Algunos de los inquilinos estuvieron allí antes que nosotros y otros eran un elenco rotativo de personajes. Pero todos ellos eran extraños con los que compartíamos paredes. Por supuesto, no éramos la única familia de inmigrantes. También hubo inmigrantes persas que huyeron de Irán durante la Revolución Islámica, pero en su mayoría se mantuvieron reservados. Debido a la naturaleza del trabajo, siempre estábamos expuestos. El acento de mis padres. Mi cuerpo en crecimiento. La salud de mi padre. La mezuzá en el marco de nuestra puerta. Nuestro apartamento, una colección de muebles desechados de unidades desocupadas. Al principio me advirtieron que no me hiciera amigo de ninguno de los inquilinos. Me dijeron que no era profesional. Una trampa. Que sólo querían ser mis amigos para poder recibir un trato especial. A veces rompimos las reglas. Cuidé a la estrella infantil mientras su madre soltera “conectaba” (de fiesta en Hollywood Hills). Jugué a Marco Polo en la piscina con los niños persas. Hojeé fotografías de una novia rusa por correo mientras mis padres tomaban té con su madre. Eventualmente todos se mudarían y nosotros también.

Solía ​​decirles a mis amigos que éramos dueños del edificio. Que algún día lo heredaría. Esto era más fácil que decir que vivíamos allí porque trabajábamos allí. No estoy seguro si alguien me creyó de todos modos. Muchos de mis amigos vivían en lo que yo consideraba mansiones con niñeras y padres con ingresos duales de seis cifras que les permitían viajes a destinos lejanos que no podía ubicar en un mapa. Cuando mis amigos terminaban y sonaba el teléfono fijo, los llevaba corriendo a mi habitación antes de que pudieran escuchar a mi padre contestar el teléfono con “Gerente”.
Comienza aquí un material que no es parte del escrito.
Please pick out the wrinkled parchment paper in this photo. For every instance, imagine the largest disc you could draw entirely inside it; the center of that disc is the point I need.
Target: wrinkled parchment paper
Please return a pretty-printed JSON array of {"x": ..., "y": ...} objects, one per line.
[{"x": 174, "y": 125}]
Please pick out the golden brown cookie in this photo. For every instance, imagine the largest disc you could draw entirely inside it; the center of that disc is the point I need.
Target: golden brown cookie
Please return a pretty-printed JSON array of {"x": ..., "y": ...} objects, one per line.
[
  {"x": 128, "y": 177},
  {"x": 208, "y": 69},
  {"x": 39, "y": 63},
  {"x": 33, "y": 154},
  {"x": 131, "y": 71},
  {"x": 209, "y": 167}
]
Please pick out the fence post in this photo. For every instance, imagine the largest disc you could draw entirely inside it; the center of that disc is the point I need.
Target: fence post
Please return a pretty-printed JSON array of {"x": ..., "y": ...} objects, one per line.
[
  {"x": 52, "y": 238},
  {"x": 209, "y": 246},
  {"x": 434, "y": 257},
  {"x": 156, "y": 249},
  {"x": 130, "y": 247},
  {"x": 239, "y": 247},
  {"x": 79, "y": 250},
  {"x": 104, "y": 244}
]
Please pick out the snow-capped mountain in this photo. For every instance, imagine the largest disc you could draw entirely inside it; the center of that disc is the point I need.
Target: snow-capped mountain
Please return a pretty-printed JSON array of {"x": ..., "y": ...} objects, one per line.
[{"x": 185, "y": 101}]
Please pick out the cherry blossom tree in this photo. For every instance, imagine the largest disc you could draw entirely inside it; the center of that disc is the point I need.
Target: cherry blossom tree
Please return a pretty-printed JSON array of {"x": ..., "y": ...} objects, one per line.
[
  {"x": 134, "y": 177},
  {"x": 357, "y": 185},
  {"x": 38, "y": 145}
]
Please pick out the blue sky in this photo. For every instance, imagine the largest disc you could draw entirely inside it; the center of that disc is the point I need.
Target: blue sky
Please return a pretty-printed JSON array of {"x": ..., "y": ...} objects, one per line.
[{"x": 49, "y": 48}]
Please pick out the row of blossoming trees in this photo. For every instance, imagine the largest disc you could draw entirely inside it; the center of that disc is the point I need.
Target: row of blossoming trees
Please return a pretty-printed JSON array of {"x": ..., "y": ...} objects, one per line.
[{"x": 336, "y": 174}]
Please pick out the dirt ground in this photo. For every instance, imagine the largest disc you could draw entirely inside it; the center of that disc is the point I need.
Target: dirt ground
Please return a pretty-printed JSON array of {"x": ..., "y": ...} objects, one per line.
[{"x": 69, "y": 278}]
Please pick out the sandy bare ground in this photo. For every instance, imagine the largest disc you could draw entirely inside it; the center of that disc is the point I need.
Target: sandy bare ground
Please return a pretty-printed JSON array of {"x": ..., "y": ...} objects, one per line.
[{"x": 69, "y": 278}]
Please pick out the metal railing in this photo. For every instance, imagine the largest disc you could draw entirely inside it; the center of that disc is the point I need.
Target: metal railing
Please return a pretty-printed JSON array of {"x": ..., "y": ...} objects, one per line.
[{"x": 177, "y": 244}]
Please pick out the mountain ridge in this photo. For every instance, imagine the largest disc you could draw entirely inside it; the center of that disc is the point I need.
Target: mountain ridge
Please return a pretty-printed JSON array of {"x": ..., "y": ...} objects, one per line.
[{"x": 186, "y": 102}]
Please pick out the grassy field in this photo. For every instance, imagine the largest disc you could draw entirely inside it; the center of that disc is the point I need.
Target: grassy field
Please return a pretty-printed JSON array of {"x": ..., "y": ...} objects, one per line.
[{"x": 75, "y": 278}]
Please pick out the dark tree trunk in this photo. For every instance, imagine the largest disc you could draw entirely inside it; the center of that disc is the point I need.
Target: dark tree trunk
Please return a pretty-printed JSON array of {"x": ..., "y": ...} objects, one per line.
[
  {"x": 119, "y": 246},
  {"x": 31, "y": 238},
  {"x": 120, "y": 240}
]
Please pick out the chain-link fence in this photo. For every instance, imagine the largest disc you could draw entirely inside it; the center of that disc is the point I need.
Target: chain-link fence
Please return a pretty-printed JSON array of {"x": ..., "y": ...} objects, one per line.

La única propiedad que poseen mis padres es un terreno compartido en el cementerio Hollywood Forever. Cuando a mi padre le diagnosticaron una enfermedad crónica, mi madre se quedó sola para administrar el edificio Westwood. Finalmente, mis padres se jubilaron después de 21 años y se mudaron del edificio durante los primeros meses de la pandemia. Todavía alquilan, y yo también.

¿Qué es realmente nuestro?

He pasado mi vida lidiando con el concepto de propiedad. Cómo nuestra identidad a menudo queda envuelta en lo que poseemos y lo que no poseemos. Cómo en Estados Unidos la propiedad es la cima del éxito. Cómo no existía la propiedad en el fallido experimento soviético. Cómo se podían arrancar manzanas de cualquier árbol porque estaban ahí para que todos las disfrutaran. Cómo ser propietario de una casa en Los Ángeles puede estar siempre fuera de su alcance. Cuán impermanentes somos en la naturaleza arbitraria de la existencia.

Después de graduarme de la universidad y conseguir un trabajo de oficina en Los Ángeles, comencé a alquilar apartamentos por mi cuenta. Las paredes de cáscara de huevo se pintaron una y otra vez. Todavía temía entablar amistad con los vecinos rotativos. Las cucarachas voladoras. Las lavadoras rotas. Los pasos inquebrantables. Los sonidos eternos de la vida de otras personas. La posibilidad de mudarse y empezar de nuevo. Todo me resultaba tan familiar. La impermanencia que presencié tantas veces cuando era niño ya no era una fuente de vergüenza sino un consuelo sabiendo que en cualquier momento todo podía cambiar.

Diana Ruzova es una escritora de Los Ángeles. Tiene una maestría en literatura y no ficción creativa de los Bennington Writing Seminars. Sus escritos han aparecido en Cut, Oprah Daily, Flaunt, Hyperallergic, Los Angeles Review of Books y otros lugares.